Could you explain a bit more about these important register settings?
When does the hardware update the values in the register to new ones?
At SOF?

> - When receiving SW_PASS1_DON_ST IRQ event, it means the DMA output is
> done. So we could call isp_deque_request_frame with frame sequence
> number to de-queue frame to VB2

What's the difference between HW_PASS1_DON_ST and SW_PASS1_DON_ST?

> - For AAO/AFO buffers, it has similar design concept. Sometimes, if only
> AAO/AFO non-request buffers are en-queued without request buffers at the
> same time, there will be no SW P1 done event for AAO/AFO DMA done.
> Needs to depend on other IRQ events, such as AAO/AFO_DONE_EVENT.

Do we have a case like this? Wouldn't we normally always want to
bundle AAO/AFO buffers with frame buffers?

> - Due to CQ buffer number limitation, if we receive SW_PASS1_DONT_ST,
> we may try to send another request to SCP for composing.
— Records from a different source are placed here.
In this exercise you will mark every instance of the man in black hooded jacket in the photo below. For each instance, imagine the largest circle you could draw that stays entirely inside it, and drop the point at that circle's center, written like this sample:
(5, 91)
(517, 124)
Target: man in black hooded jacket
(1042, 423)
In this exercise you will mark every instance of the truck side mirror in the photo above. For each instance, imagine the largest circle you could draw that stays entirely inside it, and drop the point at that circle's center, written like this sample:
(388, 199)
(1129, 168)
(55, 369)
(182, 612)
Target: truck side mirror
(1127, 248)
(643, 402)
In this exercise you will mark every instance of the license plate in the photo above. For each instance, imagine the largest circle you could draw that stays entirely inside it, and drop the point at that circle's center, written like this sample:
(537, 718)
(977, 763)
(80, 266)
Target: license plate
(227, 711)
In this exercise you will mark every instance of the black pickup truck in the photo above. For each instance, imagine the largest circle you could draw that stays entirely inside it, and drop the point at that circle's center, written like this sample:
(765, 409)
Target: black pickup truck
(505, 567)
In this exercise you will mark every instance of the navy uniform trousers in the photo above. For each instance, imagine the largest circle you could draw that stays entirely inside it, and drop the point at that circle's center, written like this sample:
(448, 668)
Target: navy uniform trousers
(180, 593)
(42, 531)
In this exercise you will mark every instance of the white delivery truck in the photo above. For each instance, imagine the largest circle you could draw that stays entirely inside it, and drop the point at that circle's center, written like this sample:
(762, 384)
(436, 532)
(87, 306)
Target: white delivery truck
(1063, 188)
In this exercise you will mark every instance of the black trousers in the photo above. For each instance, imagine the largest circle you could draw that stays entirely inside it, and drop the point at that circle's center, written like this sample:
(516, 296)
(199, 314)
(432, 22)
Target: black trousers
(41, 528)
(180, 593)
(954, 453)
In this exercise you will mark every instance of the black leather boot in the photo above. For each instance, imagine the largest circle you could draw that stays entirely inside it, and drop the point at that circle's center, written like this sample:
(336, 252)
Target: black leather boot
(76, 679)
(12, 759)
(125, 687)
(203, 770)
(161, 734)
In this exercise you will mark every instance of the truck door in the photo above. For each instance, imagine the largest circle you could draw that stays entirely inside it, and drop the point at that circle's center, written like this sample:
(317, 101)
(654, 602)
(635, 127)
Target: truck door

Okay, so basically in SW_PASS1_DONT_ST the CQ completed reading the CQ
buffers, right?

>
> Hopefully, my explanation is helpful for better understanding our
> implementation. If you still have any questions, please let me know.
>

Yes, it's more clear now, thanks. Still some more comments above, though.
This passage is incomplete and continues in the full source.